By Tom Collins
WOODSTOCK — A Western Ontario farmer who will become a certified crop advisor next month already has a list of 30 customers who want to hire him to scout for pests on their farms so they can continue to use neonicotinoid-treated corn and soybean seeds. He could be the province’s only crop advisor focusing on neonics, a pesticide coating on seeds.
The province’s phased-in neonic ban means farmers wanting to use neonics in Lambton, Middlesex and Wellington counties will need professional pest advisors to conduct the pest assessments before planting in 2018. Other counties will be phased in over the next two years. Until the ban was announced two years ago, more than 90 per cent of Ontario’s corn and more than 60 per cent of soybeans were grown from neonic-treated seeds.
While many crop advisors are encouraging corn growers to go with DuPont Pioneer’s Lumivia and Syngenta’s Fortenza to avoid the laborious neonic scouting, there are currently no non-neonic alternatives for growers using neonic-treated soybean seeds.
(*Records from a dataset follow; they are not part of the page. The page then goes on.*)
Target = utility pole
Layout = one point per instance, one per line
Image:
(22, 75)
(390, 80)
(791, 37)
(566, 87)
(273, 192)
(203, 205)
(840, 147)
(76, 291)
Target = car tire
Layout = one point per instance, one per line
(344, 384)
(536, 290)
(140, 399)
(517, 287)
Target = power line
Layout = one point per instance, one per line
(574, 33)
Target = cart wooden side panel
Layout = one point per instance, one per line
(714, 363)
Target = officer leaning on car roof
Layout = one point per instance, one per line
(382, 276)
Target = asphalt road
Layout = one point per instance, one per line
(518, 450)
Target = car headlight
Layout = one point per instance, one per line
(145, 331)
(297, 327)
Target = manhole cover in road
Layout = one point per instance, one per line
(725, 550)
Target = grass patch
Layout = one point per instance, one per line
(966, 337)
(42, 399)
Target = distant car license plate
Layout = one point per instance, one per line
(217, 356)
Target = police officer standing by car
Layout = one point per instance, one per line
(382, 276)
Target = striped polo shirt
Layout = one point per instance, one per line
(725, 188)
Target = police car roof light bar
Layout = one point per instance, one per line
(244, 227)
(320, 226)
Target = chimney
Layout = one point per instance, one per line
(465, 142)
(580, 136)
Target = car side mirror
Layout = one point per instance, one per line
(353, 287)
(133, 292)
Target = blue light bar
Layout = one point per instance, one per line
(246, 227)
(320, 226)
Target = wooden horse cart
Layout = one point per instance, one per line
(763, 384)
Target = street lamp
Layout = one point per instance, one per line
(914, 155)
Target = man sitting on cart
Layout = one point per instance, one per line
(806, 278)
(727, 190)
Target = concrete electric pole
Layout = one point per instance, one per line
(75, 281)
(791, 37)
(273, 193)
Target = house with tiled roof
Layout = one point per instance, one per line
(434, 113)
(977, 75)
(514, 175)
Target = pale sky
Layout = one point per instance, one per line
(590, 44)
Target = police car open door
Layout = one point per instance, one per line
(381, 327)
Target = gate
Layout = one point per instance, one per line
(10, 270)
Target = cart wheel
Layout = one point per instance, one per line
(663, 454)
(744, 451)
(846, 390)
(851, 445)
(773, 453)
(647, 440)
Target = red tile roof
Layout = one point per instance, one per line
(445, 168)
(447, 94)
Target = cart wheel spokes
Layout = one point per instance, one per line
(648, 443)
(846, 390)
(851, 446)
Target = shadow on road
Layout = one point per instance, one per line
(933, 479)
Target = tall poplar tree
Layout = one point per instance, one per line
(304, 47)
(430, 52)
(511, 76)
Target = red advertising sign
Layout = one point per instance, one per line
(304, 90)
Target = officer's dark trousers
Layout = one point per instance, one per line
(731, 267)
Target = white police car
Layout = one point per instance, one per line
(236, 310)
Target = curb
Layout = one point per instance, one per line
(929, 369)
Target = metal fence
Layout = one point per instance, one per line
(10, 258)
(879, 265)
Dan Yeoman, of Woodstock, is starting his own professional pest advising business in Oxford County. Farmers there can do their own pest assessments this year as the farmers won’t need to use a certified crop advisor until Aug. 31, 2018. However, Yeoman said many farmers don’t want to spend their time doing their own assessments. Yeoman, who plans to take up to 100 customers, will look after the digs, the traps and the paperwork and will go back three times to check to try and catch the pests in the trap if necessary.
“Farmers are concerned with the new products and the regulations,” he said. “We do know the products that we have with the neonicotinoids are going in the ground, they’re working, and they’re taking care of the insects before the crop emerges out of the ground.”